Source: www.myagedcare.gov.au
What it costs: home care and residential fees in 2026
Assessment and My Aged Care are free. Care itself may involve a contribution, and this changed under the 1 November 2025 reforms. None of this is financial advice, see the free help listed in the next section before making big decisions.
Support at Home (in your own home): the government fully funds clinical care (nursing, physiotherapy), so you pay nothing toward it. You contribute to other services based on your means. Verified rates: full pensioners pay 0% for clinical care, 5% for independence services (like personal care) and 17.5% for everyday living services (like cleaning and gardening). Self-funded retirees pay 0% clinical, 50% independence and 80% everyday living. Part-pensioners and Commonwealth Seniors Health Card holders fall in between depending on income and assets. A lifetime contribution cap of $135,318.69 (as at 20 September 2025) protects long-term recipients, and from 1 October 2026 the government will fully fund personal care, meaning no out-of-pocket cost for approved personal care.

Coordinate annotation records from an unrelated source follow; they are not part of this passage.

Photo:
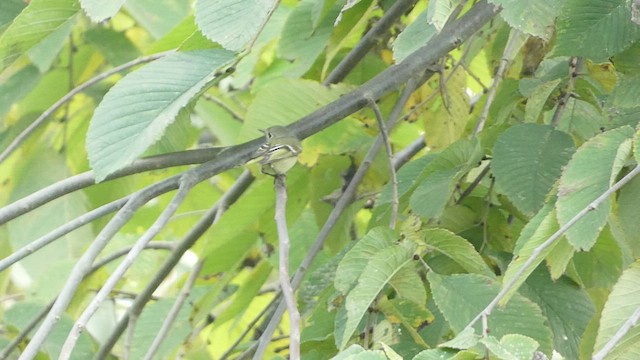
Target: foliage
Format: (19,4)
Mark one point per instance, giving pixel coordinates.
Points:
(514,132)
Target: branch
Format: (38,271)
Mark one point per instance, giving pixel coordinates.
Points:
(392,170)
(173,313)
(283,267)
(574,64)
(367,41)
(186,183)
(538,251)
(4,354)
(61,231)
(83,265)
(238,188)
(404,155)
(507,55)
(86,179)
(384,83)
(341,205)
(22,137)
(624,329)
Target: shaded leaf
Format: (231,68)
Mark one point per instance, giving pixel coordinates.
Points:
(135,112)
(232,23)
(589,174)
(527,161)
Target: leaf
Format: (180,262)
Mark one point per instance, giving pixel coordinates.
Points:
(539,19)
(601,266)
(623,301)
(461,297)
(439,178)
(626,214)
(232,23)
(447,123)
(538,99)
(511,347)
(527,161)
(354,261)
(135,112)
(567,307)
(9,9)
(458,249)
(246,293)
(537,231)
(98,10)
(413,37)
(301,41)
(589,174)
(375,275)
(596,29)
(35,22)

Residential aged care (an aged care home): there is a basic daily fee set at 85% of the single Age Pension (around $66.80 per day from 20 March 2026), plus a possible means-tested contribution. For those entering on or after 1 November 2025, the arrangements include a hotelling contribution and a higher everyday living fee, and if you pay accommodation as a refundable lump sum (a RAD), the provider can now retain 2% per year of the balance. Means-tested amounts are capped (an annual and a lifetime cap apply). If your income and assets are low, the government pays your accommodation in full.
Your exact residential contribution is worked out by Services Australia from an income and assets assessment (forms SA457/SA369). Always get this done so you are not overcharged.
Source: www.health.gov.au
Your rights, and where to get free, independent help
The new Aged Care Act 2024 puts a legal Statement of Rights at the centre of the system: older people have enforceable rights to be treated with dignity, to make their own decisions, and to give feedback and make complaints without fear. The Aged Care Quality and Safety Commission is the national regulator, and a separate Complaints Commissioner handles concerns about providers and aged care workers.
You do not have to navigate any of this alone, and the best help costs nothing.
- My Aged Care: 1800 200 422, for registration, assessments and general questions.
- OPAN (Older Persons Advocacy Network): 1800 700 600, free, independent and confidential advocacy if you feel stuck, pressured or unsure of your rights. Open 8am-8pm Monday-Friday and 10am-4pm Saturday.
- Financial Information Service (Services Australia): free, independent guidance on aged care costs and your financial options. Call the Centrelink Older Australians line and ask for the Financial Information Service.
- National Dementia Helpline (Dementia Australia): 1800 100 500, free expert support 24 hours a day, every day, including help understanding My Aged Care.
- Complaints about a provider: contact the Aged Care Quality and Safety Commission. Making a complaint is your right and cannot be held against you.
If you are feeling overwhelmed, that is normal. Start with one phone call to 1800 200 422 today, and let the assessment process carry you forward one step at a time.